At long last, Anabel’s Grocery Store is opening, and Sunday, May 7 is the fateful day.
It only took a measly two years to set up a make-shift grocery store in the basement of Anabel Taylor Hall, but the campus is now eagerly awaiting for the singular solution to student food insecurity to finally become available.
The grocery store is a familiar topic to The Cornell Review. Two years ago, when the Student Assembly (SA) approved the student-run grocery store twice – once in April 2015 and then again in November 2015 after former President David Skorton rejected the first proposal over the summer – The Review led the fight against it.
Out of the many reasons for opposing the store, the source of its initial funding became the most contentious. To the tune $320,000, Anabel’s plundered the Students Helping Students emergency financial aid fund, and ever since the store’s financials have never been released. The Review also questioned plans to spend significant amounts of the financial aid money on capital expenditures, such as refrigerators, when it was later announced the store’s subsidy would only amount to 10% discounts for qualifying students. There was also the question of whether this subsidy would potentially reduce the amount of student’s financial aid received from the university, as is the effect of most external institutional forms of aid.
Even more concerning has been the lack of transparency with regards to the conduct and financial results of the store’s construction, acquisition of fixtures, and operations. This worry was amplified when the SA, soon after initially approving the store, earnestly debated whether they should buy themselves iPads to conduct their exalted work.
The Review also doubted the grocery-store expertise of the individuals behind the project (in fact, there was none) and predicted extreme delays and pushbacks in the opening of the store.

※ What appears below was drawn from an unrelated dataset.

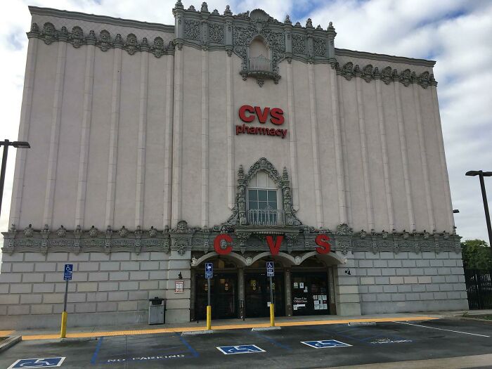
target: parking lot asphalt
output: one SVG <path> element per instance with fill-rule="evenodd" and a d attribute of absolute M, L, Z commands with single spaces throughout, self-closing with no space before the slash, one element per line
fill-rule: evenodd
<path fill-rule="evenodd" d="M 64 357 L 60 368 L 306 368 L 490 354 L 492 325 L 441 319 L 254 332 L 236 329 L 199 335 L 169 332 L 89 341 L 25 341 L 0 354 L 0 368 L 11 368 L 20 359 Z M 19 368 L 42 368 L 43 361 L 18 365 L 22 363 L 38 366 Z M 463 366 L 473 367 L 472 362 Z"/>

Despite the boldness of the store’s proponents and their many reassurances of a hasty opening, in a Cornell Sun article from February 2016 discussing one of three or four major opening date pushbacks the store’s founders admitted the construction process was “more bureaucratic than they had originally imagined.”
Alas, 25 months since the initial approval the store is now slated to open.
During the spring and fall 2015 SA and campus-wide debates, Anabel’s was billed as the only solution to combat food insecurity at Cornell, despite numerous examples to the contrary at NYU and UCLA, and other proposed solutions, such as food vouchers or reimbursements, which never saw the light of day at the SA. All focus was placed on the grocery store, which was enveloped in more grandiosity and was sure to produce more student executive board positions than the alternatives.
Anabel’s was originally the brainchild of then-students and SA representatives Matthew Stefanko ’16 and Emma Johnston ’16. They and other proponents of the store quickly pre-recruited a student executive board and enlisted the heavy-handed support of the business fraternity Delta Sigma Pi and other campus groups to help push the vote through on the SA.
Sources, including some sitting on the SA at the time, told The Review that acceptance into certain business fraternities and secret societies was used to win votes, though there is no corroborating proof of the existence of any quid pro quo.
May 7 will not mark the end of the Anabel’s Grocery saga, only its first chapter. With so much that was so wrong about the first two years of Anabel’s existence, one can only surmise there will be aplenty more to come in the years ahead.